Not that Inspirations, with cuts about candy, nautical cat magazines and a certain local newscaster being dipped in sauce, is all that serious either. “If it makes us laugh, we’ll go with it,” says Knaebe, recalling how album opener “Dreads in Slo-Mo” came to be with the embarrassment of someone attempting to explain an inside joke. “I like the Packers, watch every game, and a lot players have dreads nowadays, and I get really stoked when they’re flying around in Slo-Mo,” he says. “So that became ‘Run and catch the football / Dreads in Slo-Mo’, this little couplet.”

“And then it just sticks, it just hangs around until it becomes a song,” adds Emmerich.

Those songs mostly come and go in the blink of an eye, with Inspirations’ 12 tracks totaling less than 20 minutes, but each is comprised of the best bits of much longer jam sessions. “It’s like a big log,” begins Emmerich. “And you’ve gotta chainsaw the bear out the log,” says Knaebe, finishing his thought.
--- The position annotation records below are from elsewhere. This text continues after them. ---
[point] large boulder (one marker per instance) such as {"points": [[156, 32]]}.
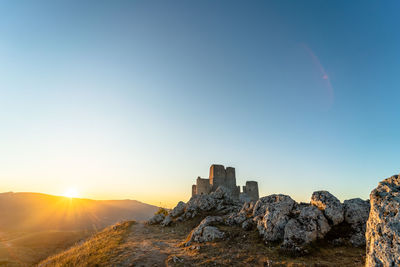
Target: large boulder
{"points": [[156, 219], [205, 231], [167, 221], [220, 200], [330, 205], [178, 210], [271, 214], [309, 226], [383, 225], [356, 213]]}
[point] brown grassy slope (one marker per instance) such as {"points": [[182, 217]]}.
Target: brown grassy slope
{"points": [[143, 245], [100, 250], [41, 212], [27, 249]]}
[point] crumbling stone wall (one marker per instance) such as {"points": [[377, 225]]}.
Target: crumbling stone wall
{"points": [[219, 176], [251, 189], [203, 186]]}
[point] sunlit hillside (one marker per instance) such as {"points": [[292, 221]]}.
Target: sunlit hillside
{"points": [[38, 212], [34, 226]]}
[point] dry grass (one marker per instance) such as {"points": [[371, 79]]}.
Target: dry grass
{"points": [[28, 248], [149, 245], [101, 248]]}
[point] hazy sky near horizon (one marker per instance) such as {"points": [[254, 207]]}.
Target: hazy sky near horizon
{"points": [[135, 99]]}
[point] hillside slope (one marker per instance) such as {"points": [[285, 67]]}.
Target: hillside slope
{"points": [[41, 212], [137, 244]]}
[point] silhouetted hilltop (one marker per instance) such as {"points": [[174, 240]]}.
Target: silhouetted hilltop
{"points": [[35, 212]]}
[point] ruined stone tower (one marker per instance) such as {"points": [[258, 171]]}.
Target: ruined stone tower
{"points": [[219, 176], [251, 189]]}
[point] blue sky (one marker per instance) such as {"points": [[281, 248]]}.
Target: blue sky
{"points": [[135, 99]]}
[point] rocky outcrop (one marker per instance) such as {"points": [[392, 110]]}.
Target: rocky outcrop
{"points": [[329, 204], [383, 225], [272, 214], [156, 219], [167, 220], [277, 217], [309, 226], [178, 210], [221, 200], [356, 213], [205, 231]]}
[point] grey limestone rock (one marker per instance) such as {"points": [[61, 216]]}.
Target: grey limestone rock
{"points": [[309, 226], [156, 219], [206, 231], [383, 225], [276, 210], [330, 205], [167, 221], [356, 212], [178, 210]]}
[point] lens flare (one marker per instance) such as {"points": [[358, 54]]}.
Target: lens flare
{"points": [[71, 193]]}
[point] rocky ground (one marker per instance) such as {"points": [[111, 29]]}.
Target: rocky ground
{"points": [[154, 245], [218, 230], [278, 219]]}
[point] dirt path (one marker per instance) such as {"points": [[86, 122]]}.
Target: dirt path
{"points": [[150, 246]]}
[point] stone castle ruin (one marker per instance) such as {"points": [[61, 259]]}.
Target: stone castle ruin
{"points": [[219, 176]]}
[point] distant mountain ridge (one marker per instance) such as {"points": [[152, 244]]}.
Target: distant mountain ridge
{"points": [[37, 211]]}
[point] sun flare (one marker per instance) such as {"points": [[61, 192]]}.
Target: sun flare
{"points": [[71, 193]]}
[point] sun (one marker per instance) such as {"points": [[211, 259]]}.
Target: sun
{"points": [[71, 193]]}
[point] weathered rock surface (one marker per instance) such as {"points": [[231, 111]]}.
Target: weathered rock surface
{"points": [[206, 231], [275, 210], [243, 197], [383, 225], [356, 212], [309, 226], [220, 200], [167, 221], [179, 209], [156, 219], [330, 205]]}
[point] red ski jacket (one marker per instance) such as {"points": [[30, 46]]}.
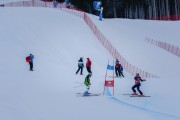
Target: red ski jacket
{"points": [[88, 63]]}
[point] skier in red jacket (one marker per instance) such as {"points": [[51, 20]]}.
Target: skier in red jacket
{"points": [[137, 85], [88, 66]]}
No song is longer than it needs to be to get its point across, nor is it self-consciously made shorter. “There’s a lot of editing things down, but we’re open to whatever,” says Knaebe. “If one of us were to write a great prog song that’s like nine minutes long, I’d be way into it.”

Besides containing some of the catchiest songs the band has ever written, Inspirations, out on accomplished Milwaukee tape label Organalog, is by far the best sounding Soup Moat recording to date, with every doomy riff, shouted vocal and psychedelic flourish coming through clear as a bell without sacrificing any of the energy of their performances. “It’s mostly just live-in-the-studio, just bass and drums playing at the same time, and we threw in whatever else we needed after.”

“There are some overdubs on there,” explains Knaebe. “Some chair creaks, some key jingling and some guitar solos; we’ve got Nate Riddle, Joe Peterson and Isaac Sherman from Catacombz all playing on the album.”

Ironically, with all the Catacombz axe-men contributing guest solos, it’s the local psych-rockers’ bassist, Jason Jolly, who recently joined Soup Moat as permanent guitarist, which means reworking the newly released material. “He’s snuggling into something that’s already done,” says Knaebe. “So if people come to a show, they’ll hear different versions of all these songs.” Though late to the party, he was able to contribute: “I did nothing on the album,” confesses Jolly, “but I did make the black metal-esque logo for the cover, which I thought was hilarious.” With that sense of humor, he should fit in just fine, and with Inspirations, Soup Moat should finally get the attention they deserve.